The results of a blood test performed on Coffay were not released by Tuesday afternoon.
Police officers said they smelled alcohol on him three hours after the crash.
Contrary to the concerns residents, police and fire officials have over the safety of the road where the crash occurred, a preliminary investigation by State Highway Administration traffic engineers showed the road, signs and traffic signals appeared in working order, said State Highway Administration spokesman Charlie Gischlar.
Following the deaths of McGuire, Datt and Hoover, comments have been posted on the Internet saying Magruder High School is cursed because of the tragedies it has had.
On Facebook, a group called "RIP Magruder Loves You" lists 35 names of Magruder students, alumni and staff who have died in recent years.

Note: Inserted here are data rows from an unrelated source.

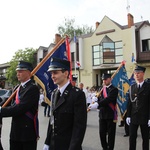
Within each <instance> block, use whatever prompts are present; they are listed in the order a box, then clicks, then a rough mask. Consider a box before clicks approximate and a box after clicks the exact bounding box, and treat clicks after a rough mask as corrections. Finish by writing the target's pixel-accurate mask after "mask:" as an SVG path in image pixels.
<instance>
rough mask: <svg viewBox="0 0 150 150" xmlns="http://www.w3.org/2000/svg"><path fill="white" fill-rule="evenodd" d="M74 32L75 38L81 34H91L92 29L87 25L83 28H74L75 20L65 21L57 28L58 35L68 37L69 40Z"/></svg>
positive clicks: (82, 27) (91, 31)
mask: <svg viewBox="0 0 150 150" xmlns="http://www.w3.org/2000/svg"><path fill="white" fill-rule="evenodd" d="M74 32H75V34H76V36H80V35H82V34H88V33H92V32H93V29H92V27H89V26H88V25H83V27H80V26H75V19H66V18H65V21H64V24H62V25H59V26H58V33H59V34H60V35H61V36H64V35H68V36H69V37H70V38H73V37H74Z"/></svg>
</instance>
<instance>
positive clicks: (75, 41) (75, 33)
mask: <svg viewBox="0 0 150 150" xmlns="http://www.w3.org/2000/svg"><path fill="white" fill-rule="evenodd" d="M73 41H74V42H75V43H76V42H77V37H76V32H75V31H74V37H73Z"/></svg>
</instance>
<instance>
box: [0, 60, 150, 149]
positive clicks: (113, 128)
mask: <svg viewBox="0 0 150 150" xmlns="http://www.w3.org/2000/svg"><path fill="white" fill-rule="evenodd" d="M32 69H33V68H32V64H30V63H28V62H25V61H20V62H19V63H18V65H17V68H16V72H17V78H18V81H19V82H20V84H19V85H18V86H16V87H15V89H14V91H15V97H14V99H13V102H12V105H11V106H7V107H1V106H2V105H1V106H0V118H1V121H2V118H3V117H12V124H11V133H10V150H20V149H22V150H27V149H28V150H36V149H37V140H38V138H39V134H38V117H37V116H38V106H39V105H42V103H43V102H44V103H45V99H44V93H43V92H44V91H43V90H42V89H40V90H39V88H38V86H37V85H36V84H35V83H34V81H33V80H32V79H31V78H30V77H31V71H32ZM145 70H146V68H145V67H142V66H136V67H135V70H134V76H135V79H136V82H137V83H135V84H133V85H131V86H130V89H129V101H128V107H127V112H126V115H125V116H124V118H123V120H121V121H123V123H121V124H120V125H119V126H120V127H121V126H125V135H124V136H125V137H126V136H129V150H136V138H137V130H138V128H139V127H140V129H141V134H142V140H143V145H142V147H143V150H149V127H150V84H149V83H147V82H146V81H144V73H145ZM48 72H49V73H50V74H51V78H52V80H53V82H54V84H56V85H57V88H56V89H55V90H54V91H53V92H52V94H51V105H50V106H49V104H47V103H46V104H44V112H43V113H44V116H45V117H46V116H47V117H50V118H49V124H48V129H47V135H45V137H46V138H45V142H44V141H43V150H82V142H83V139H84V136H85V131H86V124H87V113H88V111H90V110H93V109H97V110H98V113H99V137H100V141H101V147H102V149H103V150H114V149H115V148H114V147H115V135H116V125H117V107H116V104H117V96H118V89H117V88H116V87H114V86H113V85H112V84H111V74H108V73H104V74H103V75H102V81H103V86H102V87H98V88H96V87H95V86H93V87H86V88H85V87H84V83H79V85H78V87H77V86H76V85H75V84H72V83H71V81H70V79H69V75H70V62H69V61H68V60H62V59H59V58H52V59H51V62H50V66H49V69H48ZM35 120H36V121H35ZM1 149H2V148H1Z"/></svg>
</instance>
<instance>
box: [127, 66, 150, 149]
mask: <svg viewBox="0 0 150 150" xmlns="http://www.w3.org/2000/svg"><path fill="white" fill-rule="evenodd" d="M145 70H146V68H145V67H143V66H136V67H135V70H134V77H135V79H136V83H135V84H133V85H132V86H131V87H130V90H129V102H128V108H127V119H126V122H127V124H128V125H129V136H130V138H129V149H130V150H136V138H137V130H138V127H139V126H140V129H141V134H142V139H143V144H142V147H143V150H149V126H150V85H149V83H147V82H145V81H144V73H145Z"/></svg>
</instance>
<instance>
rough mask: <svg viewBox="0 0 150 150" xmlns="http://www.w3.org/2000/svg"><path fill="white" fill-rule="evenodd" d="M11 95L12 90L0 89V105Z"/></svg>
mask: <svg viewBox="0 0 150 150" xmlns="http://www.w3.org/2000/svg"><path fill="white" fill-rule="evenodd" d="M11 94H12V90H7V89H0V103H1V102H4V101H6V100H7V99H8V98H9V97H10V95H11Z"/></svg>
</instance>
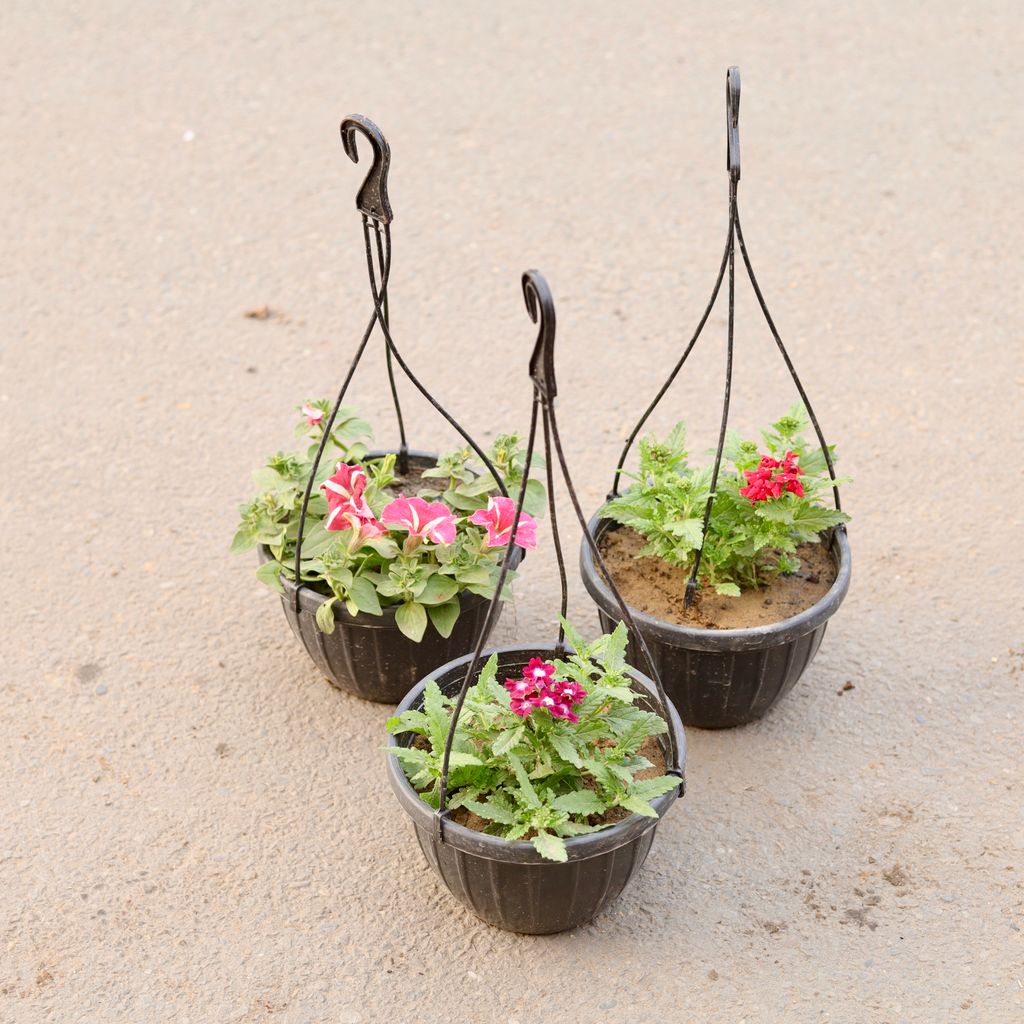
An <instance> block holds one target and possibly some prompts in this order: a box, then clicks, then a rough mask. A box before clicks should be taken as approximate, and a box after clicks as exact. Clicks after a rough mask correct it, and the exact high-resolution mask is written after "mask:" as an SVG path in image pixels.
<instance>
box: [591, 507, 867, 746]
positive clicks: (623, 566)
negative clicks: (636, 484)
mask: <svg viewBox="0 0 1024 1024" xmlns="http://www.w3.org/2000/svg"><path fill="white" fill-rule="evenodd" d="M590 528H591V530H592V531H593V532H594V536H595V537H596V538H597V541H598V544H599V546H600V548H601V550H602V551H603V550H606V549H607V550H609V551H610V550H611V549H610V547H607V546H609V545H610V544H611V542H610V541H609V540H606V538H607V537H608V535H609V534H612V532H618V531H620V528H618V527H617V526H615V524H614V523H611V522H609V521H608V520H606V519H601V518H600V517H599V516H595V517H594V518H593V519H591V521H590ZM811 547H812V548H813V546H811ZM822 547H823V549H824V550H825V551H826V552H827V555H828V559H829V561H830V563H831V573H830V575H831V582H830V584H829V585H828V586H827V588H826V589H825V591H824V593H823V594H822V595H821V596H820V597H819V598H818V599H817V600H816V601H815V602H814V603H813V604H811V606H810V607H805V608H803V609H802V610H799V611H797V612H796V613H793V612H787V611H783V613H782V614H781V615H776V616H775V621H773V622H768V623H764V624H760V625H754V626H749V627H745V628H736V627H721V626H720V627H718V628H703V627H701V626H699V625H696V624H693V623H691V622H687V623H679V622H678V621H677V622H674V621H672V620H671V618H669V617H664V616H663V615H660V614H648V613H647V612H646V611H645V610H644V608H643V605H642V603H640V604H638V603H637V601H638V600H640V601H641V602H642V600H643V597H644V594H640V595H639V596H638V595H637V593H635V592H634V593H633V594H632V595H630V594H627V595H625V596H626V601H627V603H628V604H629V605H630V606H631V608H632V609H633V617H634V618H635V620H636V624H637V629H639V630H640V632H641V633H642V634H643V637H644V640H645V642H646V644H647V647H648V649H649V650H650V653H651V656H652V657H653V659H654V663H655V665H656V667H657V670H658V672H659V674H660V676H662V682H663V684H664V686H665V688H666V691H667V692H668V694H669V696H670V697H671V699H672V701H673V702H674V703H675V706H676V708H677V709H678V710H679V713H680V715H681V716H682V719H683V722H685V724H686V725H687V726H696V727H698V728H702V729H725V728H730V727H732V726H736V725H743V724H745V723H748V722H754V721H757V720H758V719H759V718H762V717H763V716H764V715H765V714H766V713H767V712H768V710H769V709H770V708H771V707H772V706H773V705H775V703H776V702H777V701H778V700H780V699H781V698H782V697H783V696H784V695H785V694H786V693H787V692H788V691H790V690H791V689H792V688H793V687H794V686H795V685H796V683H797V681H798V680H799V679H800V677H801V676H802V675H803V674H804V672H805V671H806V669H807V667H808V666H809V665H810V664H811V662H812V659H813V658H814V655H815V654H816V653H817V650H818V647H819V646H820V644H821V640H822V638H823V637H824V633H825V627H826V626H827V623H828V620H829V618H830V617H831V615H833V614H835V612H836V610H837V609H838V608H839V606H840V604H842V602H843V599H844V597H846V592H847V590H848V589H849V586H850V542H849V540H848V539H847V535H846V530H845V529H844V528H843V527H839V528H837V529H836V530H834V531H831V532H830V534H829V535H828V536H827V537H825V538H823V539H822ZM666 568H668V566H666ZM610 570H611V572H612V578H613V579H614V580H615V581H616V585H618V586H624V579H623V578H624V575H626V577H629V575H630V574H631V572H634V571H635V567H634V566H630V567H629V568H627V567H626V566H625V565H623V564H620V565H618V569H617V571H616V569H615V568H611V569H610ZM580 571H581V574H582V577H583V582H584V586H586V588H587V590H588V592H589V593H590V596H591V597H592V598H593V599H594V602H595V603H596V604H597V606H598V615H599V617H600V622H601V628H602V629H604V630H610V629H612V628H613V626H614V625H615V623H617V621H618V618H620V615H618V610H617V606H616V604H615V601H614V599H613V598H612V596H611V592H610V591H609V590H608V587H607V584H606V583H605V582H604V579H603V578H602V577H601V575H600V572H599V571H598V569H597V566H596V565H595V564H594V559H593V556H592V554H591V552H590V549H589V548H588V547H587V545H586V544H584V545H583V546H582V547H581V552H580ZM804 571H807V569H806V566H805V569H804ZM817 574H818V577H819V584H820V583H821V582H822V581H824V582H827V580H828V579H829V578H828V577H824V575H823V573H822V570H821V569H819V570H818V571H817ZM684 584H685V580H683V584H681V585H680V590H679V597H680V598H681V595H682V591H683V585H684ZM624 589H628V587H624ZM651 589H652V588H651V587H650V585H649V584H648V585H647V587H646V588H645V592H649V591H650V590H651ZM723 600H725V601H728V600H733V599H730V598H723ZM680 603H681V601H680ZM772 607H774V605H769V606H768V608H772ZM669 610H671V609H669ZM629 657H630V660H631V664H633V665H639V666H641V667H642V666H643V665H644V662H643V657H642V655H641V654H640V652H639V651H638V650H637V649H636V647H635V645H634V644H631V645H630V651H629Z"/></svg>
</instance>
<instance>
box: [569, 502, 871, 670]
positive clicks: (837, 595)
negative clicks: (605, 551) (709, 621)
mask: <svg viewBox="0 0 1024 1024" xmlns="http://www.w3.org/2000/svg"><path fill="white" fill-rule="evenodd" d="M613 525H615V524H614V523H612V521H611V520H610V519H606V518H604V517H603V516H602V515H601V513H600V511H598V512H597V513H595V514H594V515H593V516H592V517H591V520H590V522H589V523H588V528H589V530H590V532H591V534H592V535H593V537H594V540H595V541H600V539H601V537H602V536H603V535H604V534H605V532H607V531H608V530H609V529H610V528H611V527H612V526H613ZM828 551H829V553H830V554H831V555H833V558H834V559H835V560H836V563H837V565H836V580H835V582H834V583H833V585H831V587H829V588H828V590H827V592H826V593H824V594H823V595H822V596H821V597H820V598H819V599H818V600H817V601H816V602H815V603H814V604H812V605H811V606H810V607H809V608H805V609H804V610H803V611H800V612H798V613H797V614H795V615H791V616H790V617H788V618H782V620H779V621H778V622H777V623H770V624H768V625H767V626H749V627H744V628H741V629H732V630H713V629H706V628H700V627H693V626H681V625H679V624H677V623H669V622H666V621H665V620H664V618H655V617H654V616H653V615H649V614H647V613H646V612H644V611H641V610H640V609H639V608H635V607H633V605H629V608H630V611H631V612H632V614H633V617H634V618H635V620H636V622H637V625H638V627H640V628H641V629H642V630H643V633H644V635H645V636H648V637H651V636H652V637H654V638H655V639H656V640H659V641H662V642H664V643H667V644H669V645H671V646H674V647H688V648H692V649H695V650H718V651H730V650H750V649H754V648H759V647H770V646H774V645H776V644H782V643H787V642H790V641H791V640H795V639H797V638H798V637H802V636H805V635H806V634H808V633H811V632H813V631H814V630H816V629H817V628H818V627H819V626H822V625H823V624H824V623H826V622H827V621H828V620H829V618H831V616H833V615H834V614H835V613H836V612H837V610H838V609H839V606H840V605H841V604H842V603H843V599H844V598H845V597H846V594H847V591H848V590H849V589H850V567H851V559H850V540H849V538H848V537H847V532H846V527H845V525H843V524H840V525H839V526H836V527H835V528H833V529H831V531H830V537H829V538H828ZM580 575H581V577H582V578H583V583H584V586H585V587H586V588H587V591H588V593H589V594H590V596H591V597H592V598H593V599H594V601H595V603H596V604H597V605H598V607H599V608H601V609H602V610H603V611H605V612H606V613H607V614H609V615H611V616H612V617H617V616H618V615H620V611H618V605H617V602H616V601H615V599H614V598H613V597H612V595H611V591H610V590H609V589H608V585H607V584H606V583H605V581H604V578H603V577H602V575H601V573H600V572H599V571H598V568H597V566H596V565H595V563H594V555H593V552H592V551H591V550H590V547H589V545H588V544H587V541H586V538H585V539H584V540H583V541H582V542H581V546H580Z"/></svg>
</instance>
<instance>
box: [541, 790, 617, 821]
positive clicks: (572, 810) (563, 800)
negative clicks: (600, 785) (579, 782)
mask: <svg viewBox="0 0 1024 1024" xmlns="http://www.w3.org/2000/svg"><path fill="white" fill-rule="evenodd" d="M551 806H552V807H554V808H556V809H557V810H559V811H565V813H566V814H585V815H586V814H600V813H601V812H602V811H603V810H604V809H605V806H604V804H603V803H602V801H601V799H600V798H599V797H598V795H597V794H596V793H594V791H593V790H577V791H575V793H566V794H565V796H563V797H557V798H556V799H555V800H553V801H552V802H551Z"/></svg>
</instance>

The Facebook group's description reads: "Magruder seems to have the worst luck in the world. It's a curse."
Evans said "curse" is an unfair and insensitive label.
"The curse misrepresents what we're dealing with here. It's realistic to say we've gone through a great deal, but the reality of it is, how do you control fate?" Evans said. "We try to do our best to keep things from happening, especially with children."
Within five years, the school lost two of its coaches, Ed Ashwell and Scott Alexander, who died of a heart attack and a brain tumor, in 2006 and 2007, respectively.
In 2005, while in his office, Assistant Principal Kevin McLean had a stroke and later died in an area hospital.
Last year, Magruder 2008 alumnus Darius Ray was stabbed to death at his 20th birthday party, while in 2008, 2007 alumni Nicole Lee and Chris Galecki were killed within seven months of one another in separate car accidents, officials said.
"Death and tragedy does not discriminate. Now, is there a limit on how frequently they can occur? There is no control," Evans said. "Only through faith can you come to understand this."
Evans said that what sets Magruder's student body apart from others in the county is its diversity and discipline.
"What makes us special is that the students here come from different backgrounds, but they come together in different ways," he said May 26. "The vast majority every day do exactly as we say. We don't spend nearly as much time applauding what they do."
While commending his students, Evans commended their parents, the school's staff and the PTSA.
The feeling seems to be mutual.
"Mr. Evans has done an excellent job of dealing with this situation and other similar situations in the past," PTSA President Linda Kuserk said in an email to The Gazette. "The school has had counselors in place to support the students and has provided information and resources for parents to help their students through the grieving process."
Evans said he wants the community outside Derwood to recognize Magruder for the individuals it produces, not for the pain some see it as debilitating.
"[Our students'] genuineness is sometimes just overwhelming. They're so wonderful," Evans said last week. "They make the sun rise in the morning."